Ryan grinned. "It is the season for giving."
"That's the Chrismukkah spirit!" Seth said gleefully.
He ducked his head to meet Seth's lips with his own. His hands wandered under Seth's sweater, causing him to smile and moan slightly into Ryan's mouth.
The older Ryan remembered that moment. And his heart sped up as he remembered what would come next. His eyes darted to the pool house door. A thin shadow appeared on the curtain there. Without warning, the door opened, and there stood Kirsten. Ryan never saw her initial reaction, being so occupied the first time he lived through it. Now he could witness firsthand her shock and embarrassment. She was clearly more embarrassed than surprised, which made Ryan wonder if he and Seth weren't a little too careless about keeping their secret.
"Oh!" Kirsten squeaked.
The younger Ryan and Seth flew apart mid-kiss, scrambling to opposite sides of the bed. Kirsten smiled sheepishly and looked away.
"Uh, I just wanted to let you know that dinner will be ready in ten minutes," she notified them. "In case you wanted to wash up or, uhm, fix your shirts."
She was nearly laughing as she said the last part, and quickly set off back to the main house, being sure to close the door behind her.
The men stared after her. Seth was, of course, the first to speak.

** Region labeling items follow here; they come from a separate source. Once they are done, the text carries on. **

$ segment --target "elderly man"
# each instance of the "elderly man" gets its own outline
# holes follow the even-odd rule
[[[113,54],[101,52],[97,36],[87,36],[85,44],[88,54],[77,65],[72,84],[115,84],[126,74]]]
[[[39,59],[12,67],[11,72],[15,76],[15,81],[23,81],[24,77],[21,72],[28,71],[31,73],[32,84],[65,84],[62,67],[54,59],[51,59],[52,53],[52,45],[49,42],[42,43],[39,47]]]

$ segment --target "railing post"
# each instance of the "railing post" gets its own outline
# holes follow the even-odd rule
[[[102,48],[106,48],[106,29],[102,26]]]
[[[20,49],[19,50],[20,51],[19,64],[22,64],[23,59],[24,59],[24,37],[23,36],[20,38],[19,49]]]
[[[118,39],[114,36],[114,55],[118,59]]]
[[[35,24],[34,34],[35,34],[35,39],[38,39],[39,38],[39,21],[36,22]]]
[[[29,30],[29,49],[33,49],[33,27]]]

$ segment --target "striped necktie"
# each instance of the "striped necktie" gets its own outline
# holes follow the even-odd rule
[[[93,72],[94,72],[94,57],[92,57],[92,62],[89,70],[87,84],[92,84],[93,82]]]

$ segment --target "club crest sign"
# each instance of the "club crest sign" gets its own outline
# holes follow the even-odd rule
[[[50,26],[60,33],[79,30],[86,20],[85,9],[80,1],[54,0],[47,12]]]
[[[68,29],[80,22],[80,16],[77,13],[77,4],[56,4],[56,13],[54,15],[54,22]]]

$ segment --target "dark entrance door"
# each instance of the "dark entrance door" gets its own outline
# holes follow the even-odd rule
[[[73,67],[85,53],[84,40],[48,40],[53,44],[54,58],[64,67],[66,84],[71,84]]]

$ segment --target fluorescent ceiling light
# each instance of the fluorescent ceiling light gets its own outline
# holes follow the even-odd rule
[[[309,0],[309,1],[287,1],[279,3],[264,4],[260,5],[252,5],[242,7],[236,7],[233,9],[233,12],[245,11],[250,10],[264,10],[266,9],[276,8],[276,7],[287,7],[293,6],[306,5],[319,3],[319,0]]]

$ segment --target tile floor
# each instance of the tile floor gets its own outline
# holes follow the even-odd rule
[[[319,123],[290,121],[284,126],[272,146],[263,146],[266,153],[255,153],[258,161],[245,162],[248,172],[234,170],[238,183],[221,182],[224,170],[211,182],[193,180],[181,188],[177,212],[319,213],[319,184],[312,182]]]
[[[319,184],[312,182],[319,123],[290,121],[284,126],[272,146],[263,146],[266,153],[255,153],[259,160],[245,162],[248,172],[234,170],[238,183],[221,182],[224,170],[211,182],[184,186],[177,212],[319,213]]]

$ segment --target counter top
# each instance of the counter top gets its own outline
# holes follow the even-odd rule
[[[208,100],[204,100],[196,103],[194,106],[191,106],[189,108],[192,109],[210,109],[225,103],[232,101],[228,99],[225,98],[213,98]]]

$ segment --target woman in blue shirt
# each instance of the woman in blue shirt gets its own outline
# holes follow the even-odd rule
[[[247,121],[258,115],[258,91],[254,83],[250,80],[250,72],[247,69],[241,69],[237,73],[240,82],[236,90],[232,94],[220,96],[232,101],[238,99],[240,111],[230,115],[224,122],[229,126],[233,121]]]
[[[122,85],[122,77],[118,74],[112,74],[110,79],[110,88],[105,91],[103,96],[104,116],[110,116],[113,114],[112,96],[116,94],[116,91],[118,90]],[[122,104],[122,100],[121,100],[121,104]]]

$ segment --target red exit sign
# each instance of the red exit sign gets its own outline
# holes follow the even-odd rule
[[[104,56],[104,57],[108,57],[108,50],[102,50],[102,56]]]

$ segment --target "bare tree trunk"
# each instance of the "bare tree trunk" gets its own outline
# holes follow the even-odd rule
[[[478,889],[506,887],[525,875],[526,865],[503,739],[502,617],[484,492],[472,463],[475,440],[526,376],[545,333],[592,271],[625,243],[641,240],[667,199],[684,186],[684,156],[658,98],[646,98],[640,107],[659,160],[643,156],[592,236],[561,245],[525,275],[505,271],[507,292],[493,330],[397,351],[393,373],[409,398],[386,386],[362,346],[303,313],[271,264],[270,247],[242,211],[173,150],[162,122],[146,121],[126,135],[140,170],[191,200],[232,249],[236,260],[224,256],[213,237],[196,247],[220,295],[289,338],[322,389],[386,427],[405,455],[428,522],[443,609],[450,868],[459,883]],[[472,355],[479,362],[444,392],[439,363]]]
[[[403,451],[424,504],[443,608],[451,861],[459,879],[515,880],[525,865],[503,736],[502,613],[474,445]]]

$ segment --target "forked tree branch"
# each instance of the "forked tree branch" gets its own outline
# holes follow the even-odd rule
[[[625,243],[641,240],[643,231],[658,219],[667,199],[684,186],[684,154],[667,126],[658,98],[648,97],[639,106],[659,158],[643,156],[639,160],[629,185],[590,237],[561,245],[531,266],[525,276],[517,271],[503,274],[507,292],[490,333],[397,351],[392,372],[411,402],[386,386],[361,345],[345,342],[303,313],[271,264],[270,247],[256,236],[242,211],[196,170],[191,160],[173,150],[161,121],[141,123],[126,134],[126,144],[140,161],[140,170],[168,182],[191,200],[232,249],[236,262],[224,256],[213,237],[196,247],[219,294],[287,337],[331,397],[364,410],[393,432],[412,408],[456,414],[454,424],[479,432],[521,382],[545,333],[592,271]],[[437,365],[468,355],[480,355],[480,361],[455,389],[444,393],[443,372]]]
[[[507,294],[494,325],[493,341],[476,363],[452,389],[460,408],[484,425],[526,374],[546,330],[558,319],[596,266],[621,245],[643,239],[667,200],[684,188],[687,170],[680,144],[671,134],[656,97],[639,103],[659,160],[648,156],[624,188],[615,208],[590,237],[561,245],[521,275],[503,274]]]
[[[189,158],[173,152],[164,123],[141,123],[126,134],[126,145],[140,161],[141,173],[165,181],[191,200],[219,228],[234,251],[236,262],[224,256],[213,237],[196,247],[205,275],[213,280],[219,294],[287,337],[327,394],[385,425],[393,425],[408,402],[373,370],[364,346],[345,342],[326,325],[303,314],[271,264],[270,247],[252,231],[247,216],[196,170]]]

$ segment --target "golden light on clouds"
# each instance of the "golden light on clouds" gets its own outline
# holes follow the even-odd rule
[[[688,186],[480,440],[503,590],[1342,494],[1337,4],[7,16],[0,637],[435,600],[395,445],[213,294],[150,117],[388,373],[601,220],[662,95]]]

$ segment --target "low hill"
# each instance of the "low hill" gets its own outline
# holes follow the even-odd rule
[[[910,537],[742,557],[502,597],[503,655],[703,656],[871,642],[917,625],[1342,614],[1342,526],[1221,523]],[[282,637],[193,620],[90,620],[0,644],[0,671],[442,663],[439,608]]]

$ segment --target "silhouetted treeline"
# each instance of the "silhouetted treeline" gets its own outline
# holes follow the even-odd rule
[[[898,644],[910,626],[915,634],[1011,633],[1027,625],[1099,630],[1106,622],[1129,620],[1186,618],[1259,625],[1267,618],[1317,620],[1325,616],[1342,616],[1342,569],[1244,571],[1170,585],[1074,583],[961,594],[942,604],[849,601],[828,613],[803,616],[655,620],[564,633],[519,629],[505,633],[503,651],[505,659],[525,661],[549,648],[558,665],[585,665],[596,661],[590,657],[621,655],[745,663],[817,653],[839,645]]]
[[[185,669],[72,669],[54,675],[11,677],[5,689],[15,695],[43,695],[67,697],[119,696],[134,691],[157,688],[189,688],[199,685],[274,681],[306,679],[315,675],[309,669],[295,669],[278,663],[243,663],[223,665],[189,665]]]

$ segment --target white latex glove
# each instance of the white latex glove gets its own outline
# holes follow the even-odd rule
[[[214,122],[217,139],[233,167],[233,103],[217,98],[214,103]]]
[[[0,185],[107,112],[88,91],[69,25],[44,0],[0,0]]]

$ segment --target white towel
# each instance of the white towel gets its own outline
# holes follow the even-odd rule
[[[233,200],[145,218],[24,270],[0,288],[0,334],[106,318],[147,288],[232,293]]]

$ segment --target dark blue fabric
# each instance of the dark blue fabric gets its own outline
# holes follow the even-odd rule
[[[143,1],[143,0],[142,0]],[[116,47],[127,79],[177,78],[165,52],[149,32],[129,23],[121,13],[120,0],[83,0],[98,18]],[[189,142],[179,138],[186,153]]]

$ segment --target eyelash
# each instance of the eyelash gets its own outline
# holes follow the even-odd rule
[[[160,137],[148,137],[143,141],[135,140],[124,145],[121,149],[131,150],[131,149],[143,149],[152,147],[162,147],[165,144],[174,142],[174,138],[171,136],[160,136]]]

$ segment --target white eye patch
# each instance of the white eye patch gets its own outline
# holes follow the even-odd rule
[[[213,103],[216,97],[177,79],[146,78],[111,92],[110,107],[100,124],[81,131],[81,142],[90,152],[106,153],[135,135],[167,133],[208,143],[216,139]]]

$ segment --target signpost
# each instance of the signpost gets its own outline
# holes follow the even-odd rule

"Did my mom just catch us making out?" he asked with a lopsided grin.
Ryan, on the other hand, was not taking their discovery so flippantly. He was pale, and looked very much like he was about to throw up. Seeing Ryan's distress, Seth moved closer and placed a hand on his back.
"Hey, chill, man," Seth said. "It'll be okay."
"How will it be okay, Seth?" Ryan growled. "Your mom just saw us – oh, God."
Seth rose from the bed and held his hand out to Ryan.
"Come on," he said. "Let's go."
"I can't go in there," Ryan said quietly.
"You can't stay out here forever," Seth argued.
Still looking terrified, Ryan met Seth's comforting gaze. Without a word or a nod or any sort of indication that he was reassured, he took Seth's hand and let himself be led out of the pool house. The older Ryan and Spirit Theresa followed them into the kitchen, where Sandy and Kirsten were talking across the island counter. They looked up when the young men entered. Ryan tried to separate his hand from Seth's but Seth held fast, with a firmer grasp than Ryan knew he could manage.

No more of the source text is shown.